Six of them come from Winston Peters-led New Zealand First, which surprised many commentators by winning 6.8 per cent of the vote.
Its candidates include former North Shore Mayor Andrew Williams, whose time in local government was marred by controversy.
He faced widespread criticism when he was seen urinating against a tree, then driving home, after a night out at a North Shore bar in 2010.
Prime Minister John Key also accused Mr Williams of sending him obnoxious and abusive late night text messages during the Auckland "super city" reforms.
In 2008, Williams reportedly lashed out at an ambulance officer who treated him after he collapsed during a function at Devonport Naval base in August 2008.
His wife claimed he was suffering from "Chinese lurgy" after a trip to Korea and China.
Former TV weatherman and entertainer Brendan Horan is also in Parliament, thanks to his place at number six on the New Zealand First list.
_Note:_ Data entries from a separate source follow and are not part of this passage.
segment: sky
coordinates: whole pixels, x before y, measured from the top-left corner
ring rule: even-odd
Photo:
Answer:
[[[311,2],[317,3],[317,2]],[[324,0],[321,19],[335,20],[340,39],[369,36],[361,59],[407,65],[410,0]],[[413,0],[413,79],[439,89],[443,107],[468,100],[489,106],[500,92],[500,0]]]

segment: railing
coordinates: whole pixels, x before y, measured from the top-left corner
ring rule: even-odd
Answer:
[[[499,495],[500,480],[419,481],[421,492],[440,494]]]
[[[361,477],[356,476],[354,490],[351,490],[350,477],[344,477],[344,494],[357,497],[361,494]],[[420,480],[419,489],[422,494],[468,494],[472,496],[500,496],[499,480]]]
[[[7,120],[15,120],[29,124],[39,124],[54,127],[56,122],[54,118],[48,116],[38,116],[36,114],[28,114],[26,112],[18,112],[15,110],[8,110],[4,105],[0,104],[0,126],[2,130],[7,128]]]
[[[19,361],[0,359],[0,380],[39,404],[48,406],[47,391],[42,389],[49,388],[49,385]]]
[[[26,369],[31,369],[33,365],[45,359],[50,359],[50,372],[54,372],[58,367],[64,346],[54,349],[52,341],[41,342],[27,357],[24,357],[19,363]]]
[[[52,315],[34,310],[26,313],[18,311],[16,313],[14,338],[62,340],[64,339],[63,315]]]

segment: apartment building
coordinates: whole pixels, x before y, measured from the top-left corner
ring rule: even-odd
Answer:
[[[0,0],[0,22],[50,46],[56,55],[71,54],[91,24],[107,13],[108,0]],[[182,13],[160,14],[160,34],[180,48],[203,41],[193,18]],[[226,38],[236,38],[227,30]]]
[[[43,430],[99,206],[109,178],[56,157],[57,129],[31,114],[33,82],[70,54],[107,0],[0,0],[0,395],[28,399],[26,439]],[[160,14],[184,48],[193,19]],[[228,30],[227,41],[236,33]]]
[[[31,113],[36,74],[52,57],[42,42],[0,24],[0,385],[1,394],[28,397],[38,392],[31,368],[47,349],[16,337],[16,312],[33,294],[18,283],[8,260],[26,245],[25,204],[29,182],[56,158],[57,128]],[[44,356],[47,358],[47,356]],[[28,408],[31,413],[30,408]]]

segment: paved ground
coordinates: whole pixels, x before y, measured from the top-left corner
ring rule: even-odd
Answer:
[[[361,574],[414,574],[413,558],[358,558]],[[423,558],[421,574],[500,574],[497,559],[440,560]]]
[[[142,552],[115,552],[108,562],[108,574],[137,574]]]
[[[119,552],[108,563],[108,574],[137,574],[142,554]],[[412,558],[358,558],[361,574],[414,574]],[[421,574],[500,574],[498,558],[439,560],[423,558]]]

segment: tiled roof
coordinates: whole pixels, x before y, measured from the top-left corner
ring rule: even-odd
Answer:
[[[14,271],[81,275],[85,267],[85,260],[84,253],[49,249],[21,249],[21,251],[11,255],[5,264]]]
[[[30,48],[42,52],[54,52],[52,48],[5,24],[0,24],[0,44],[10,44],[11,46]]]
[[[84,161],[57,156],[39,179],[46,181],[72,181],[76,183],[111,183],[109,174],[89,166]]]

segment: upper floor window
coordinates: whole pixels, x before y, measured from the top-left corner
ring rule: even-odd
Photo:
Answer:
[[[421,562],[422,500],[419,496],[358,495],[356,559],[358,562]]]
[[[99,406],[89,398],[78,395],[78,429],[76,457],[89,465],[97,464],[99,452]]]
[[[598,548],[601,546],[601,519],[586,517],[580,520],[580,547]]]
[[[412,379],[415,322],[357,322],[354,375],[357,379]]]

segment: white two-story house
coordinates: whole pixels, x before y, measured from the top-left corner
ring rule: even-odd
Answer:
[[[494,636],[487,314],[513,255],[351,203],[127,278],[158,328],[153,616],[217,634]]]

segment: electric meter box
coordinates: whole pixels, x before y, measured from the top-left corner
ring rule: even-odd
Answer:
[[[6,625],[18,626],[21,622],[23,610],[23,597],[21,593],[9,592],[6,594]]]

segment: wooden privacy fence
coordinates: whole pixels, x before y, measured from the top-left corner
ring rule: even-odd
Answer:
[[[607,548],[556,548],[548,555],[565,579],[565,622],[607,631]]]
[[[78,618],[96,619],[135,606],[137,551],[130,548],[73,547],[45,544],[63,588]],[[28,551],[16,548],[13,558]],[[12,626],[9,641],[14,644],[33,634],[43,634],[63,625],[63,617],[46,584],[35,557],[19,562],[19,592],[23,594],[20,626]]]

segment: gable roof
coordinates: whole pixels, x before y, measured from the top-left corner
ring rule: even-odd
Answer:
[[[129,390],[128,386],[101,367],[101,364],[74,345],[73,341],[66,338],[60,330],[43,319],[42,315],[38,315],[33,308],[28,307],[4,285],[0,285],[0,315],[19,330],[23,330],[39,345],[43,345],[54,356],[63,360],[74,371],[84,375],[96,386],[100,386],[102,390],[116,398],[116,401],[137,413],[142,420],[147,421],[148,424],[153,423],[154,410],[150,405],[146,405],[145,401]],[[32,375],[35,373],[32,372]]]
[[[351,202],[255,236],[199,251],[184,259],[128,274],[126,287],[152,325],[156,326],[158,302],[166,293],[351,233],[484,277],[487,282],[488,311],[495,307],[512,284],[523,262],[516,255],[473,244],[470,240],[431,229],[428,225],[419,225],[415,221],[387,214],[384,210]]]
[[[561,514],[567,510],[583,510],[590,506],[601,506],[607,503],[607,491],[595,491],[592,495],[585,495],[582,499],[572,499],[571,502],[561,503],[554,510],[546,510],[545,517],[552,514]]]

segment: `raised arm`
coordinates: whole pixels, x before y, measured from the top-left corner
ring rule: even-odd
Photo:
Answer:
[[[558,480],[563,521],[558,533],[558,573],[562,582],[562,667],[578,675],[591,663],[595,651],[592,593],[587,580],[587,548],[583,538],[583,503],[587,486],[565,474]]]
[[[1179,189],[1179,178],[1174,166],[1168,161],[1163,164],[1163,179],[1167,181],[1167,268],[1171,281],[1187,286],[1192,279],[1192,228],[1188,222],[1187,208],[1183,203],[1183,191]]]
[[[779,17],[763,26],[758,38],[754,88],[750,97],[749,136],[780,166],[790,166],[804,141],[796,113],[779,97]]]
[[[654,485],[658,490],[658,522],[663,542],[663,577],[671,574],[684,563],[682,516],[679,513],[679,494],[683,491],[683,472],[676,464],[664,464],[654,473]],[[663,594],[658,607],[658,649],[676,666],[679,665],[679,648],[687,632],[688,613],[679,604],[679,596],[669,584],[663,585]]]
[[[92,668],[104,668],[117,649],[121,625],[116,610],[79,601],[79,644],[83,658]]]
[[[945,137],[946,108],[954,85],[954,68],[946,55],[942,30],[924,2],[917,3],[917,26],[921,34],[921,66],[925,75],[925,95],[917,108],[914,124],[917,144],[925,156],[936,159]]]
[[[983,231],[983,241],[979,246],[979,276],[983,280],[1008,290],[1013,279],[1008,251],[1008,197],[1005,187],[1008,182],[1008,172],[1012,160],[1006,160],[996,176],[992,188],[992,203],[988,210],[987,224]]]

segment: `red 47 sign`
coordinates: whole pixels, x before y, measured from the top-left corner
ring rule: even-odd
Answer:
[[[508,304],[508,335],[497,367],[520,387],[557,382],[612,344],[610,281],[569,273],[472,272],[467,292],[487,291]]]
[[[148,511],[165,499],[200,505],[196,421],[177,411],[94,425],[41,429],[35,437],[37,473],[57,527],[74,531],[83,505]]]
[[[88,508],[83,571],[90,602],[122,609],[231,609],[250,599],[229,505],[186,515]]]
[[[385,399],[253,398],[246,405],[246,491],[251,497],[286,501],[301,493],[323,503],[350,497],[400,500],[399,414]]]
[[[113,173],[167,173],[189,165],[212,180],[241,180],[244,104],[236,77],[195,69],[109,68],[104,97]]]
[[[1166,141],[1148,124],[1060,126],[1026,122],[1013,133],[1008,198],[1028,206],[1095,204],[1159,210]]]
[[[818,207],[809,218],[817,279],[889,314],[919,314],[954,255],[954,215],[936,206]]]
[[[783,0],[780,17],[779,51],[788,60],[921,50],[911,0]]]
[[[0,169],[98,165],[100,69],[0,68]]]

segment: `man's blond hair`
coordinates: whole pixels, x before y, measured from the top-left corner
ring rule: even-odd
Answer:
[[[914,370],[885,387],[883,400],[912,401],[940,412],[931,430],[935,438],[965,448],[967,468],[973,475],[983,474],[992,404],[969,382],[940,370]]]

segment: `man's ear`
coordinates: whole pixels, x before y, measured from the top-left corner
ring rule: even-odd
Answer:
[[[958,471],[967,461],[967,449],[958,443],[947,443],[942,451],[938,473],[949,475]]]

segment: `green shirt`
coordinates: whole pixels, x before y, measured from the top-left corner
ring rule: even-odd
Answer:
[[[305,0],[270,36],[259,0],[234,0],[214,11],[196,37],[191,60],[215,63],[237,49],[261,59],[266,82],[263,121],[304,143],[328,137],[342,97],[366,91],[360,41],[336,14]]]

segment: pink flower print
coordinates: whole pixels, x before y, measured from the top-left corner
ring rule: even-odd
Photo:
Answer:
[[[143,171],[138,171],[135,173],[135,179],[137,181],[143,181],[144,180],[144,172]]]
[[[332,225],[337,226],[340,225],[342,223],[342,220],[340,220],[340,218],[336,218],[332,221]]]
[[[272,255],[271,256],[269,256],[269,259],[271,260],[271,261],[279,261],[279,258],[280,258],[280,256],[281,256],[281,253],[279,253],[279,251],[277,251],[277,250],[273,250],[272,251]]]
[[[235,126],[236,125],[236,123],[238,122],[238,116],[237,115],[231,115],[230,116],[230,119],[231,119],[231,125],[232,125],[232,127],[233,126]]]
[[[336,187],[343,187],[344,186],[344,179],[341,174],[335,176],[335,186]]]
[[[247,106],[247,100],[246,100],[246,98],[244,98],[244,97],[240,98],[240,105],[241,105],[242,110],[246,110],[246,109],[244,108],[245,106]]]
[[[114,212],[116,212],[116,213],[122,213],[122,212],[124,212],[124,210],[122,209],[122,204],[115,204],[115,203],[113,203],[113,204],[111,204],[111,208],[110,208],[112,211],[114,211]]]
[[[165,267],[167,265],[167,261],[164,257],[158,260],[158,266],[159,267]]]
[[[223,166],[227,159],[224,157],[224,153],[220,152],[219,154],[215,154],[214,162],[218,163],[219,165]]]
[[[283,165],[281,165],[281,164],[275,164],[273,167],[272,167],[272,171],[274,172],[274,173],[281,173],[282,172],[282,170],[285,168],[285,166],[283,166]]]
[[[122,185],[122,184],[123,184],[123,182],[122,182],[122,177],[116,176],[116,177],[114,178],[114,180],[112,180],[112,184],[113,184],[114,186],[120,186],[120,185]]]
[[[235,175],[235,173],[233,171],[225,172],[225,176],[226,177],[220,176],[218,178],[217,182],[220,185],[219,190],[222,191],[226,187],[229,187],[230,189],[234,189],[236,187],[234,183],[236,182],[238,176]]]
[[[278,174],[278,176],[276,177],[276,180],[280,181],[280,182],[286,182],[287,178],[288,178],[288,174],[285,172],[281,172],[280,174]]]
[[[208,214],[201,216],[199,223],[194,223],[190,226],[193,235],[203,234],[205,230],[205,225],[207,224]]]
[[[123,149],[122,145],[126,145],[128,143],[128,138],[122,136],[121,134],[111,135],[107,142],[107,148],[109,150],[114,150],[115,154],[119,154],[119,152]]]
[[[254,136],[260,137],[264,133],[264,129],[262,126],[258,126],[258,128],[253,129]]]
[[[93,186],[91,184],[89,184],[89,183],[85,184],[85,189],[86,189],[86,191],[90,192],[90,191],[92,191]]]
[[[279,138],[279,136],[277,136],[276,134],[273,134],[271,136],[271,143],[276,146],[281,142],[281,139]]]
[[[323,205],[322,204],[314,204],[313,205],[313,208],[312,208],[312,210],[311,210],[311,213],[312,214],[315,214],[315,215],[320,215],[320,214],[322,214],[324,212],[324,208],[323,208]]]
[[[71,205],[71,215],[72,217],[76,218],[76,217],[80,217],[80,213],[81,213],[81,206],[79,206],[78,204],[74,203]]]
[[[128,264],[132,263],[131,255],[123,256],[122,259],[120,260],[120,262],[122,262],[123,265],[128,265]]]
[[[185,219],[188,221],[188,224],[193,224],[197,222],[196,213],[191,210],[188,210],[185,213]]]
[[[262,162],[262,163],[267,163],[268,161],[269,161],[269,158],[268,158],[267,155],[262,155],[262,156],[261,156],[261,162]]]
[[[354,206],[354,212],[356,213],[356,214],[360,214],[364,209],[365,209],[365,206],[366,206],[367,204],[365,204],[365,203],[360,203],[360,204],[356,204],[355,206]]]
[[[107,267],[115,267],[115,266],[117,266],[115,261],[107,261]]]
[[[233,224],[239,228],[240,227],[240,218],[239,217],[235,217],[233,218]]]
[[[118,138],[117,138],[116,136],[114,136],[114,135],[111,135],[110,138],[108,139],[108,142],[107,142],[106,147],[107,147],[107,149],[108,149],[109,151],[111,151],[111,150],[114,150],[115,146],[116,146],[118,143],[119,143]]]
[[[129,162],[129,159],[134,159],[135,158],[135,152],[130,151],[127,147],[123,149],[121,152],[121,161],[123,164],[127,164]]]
His website (www.brendanhoran.co.nz) says Mr Horan had a past life as a male swimsuit model, before "bringing sunshine to New Zealand" homes as a TVNZ weather presenter.
In recent years, he has acted as a for-hire singer, releasing a single called "New Year, New You" in 2008.
"Frequently referred to as 'Mr Sunshine' or 'Mr Personality', Brendan's handsome and cheerful disposition enamored the New Zealand public and set a great many feminine hearts a flutter," his website says.
The Green Party's historic election night success also sees it bring at least six new MPs to parliament.
Eugenie Sage was a member of Environment Canterbury from April 2007 until the Government sacked its entire collection of elected officials in 2010, claiming they were dysfunctional.
Number 12-ranked Holly Walker had beginnings as the daughter of a solo mum living in a council flat in the Hutt Valley before going on to win a Rhodes scholarship and study at Oxford University.
The party also hopes 14-ranked Mojo Mathers, who would be New Zealand's first deaf MP, will make parliament once special votes are counted.
National's new candidates include former TV gardener and radio host Maggie Barry, who romped home in her safe North Shore seat.
Paul Goldsmith, who lost to Act's only MP John Banks in Epsom, made it to parliament thanks to his placement at 39 on the National list.
Among the new Labour MPs are Andrew Little, a former party president and union leader, who suffered a heavy loss to National's Jonathan Young in the New Plymouth electorate.
The defeat may have hampered Mr Little's rumoured ambitions to lead the Labour Party.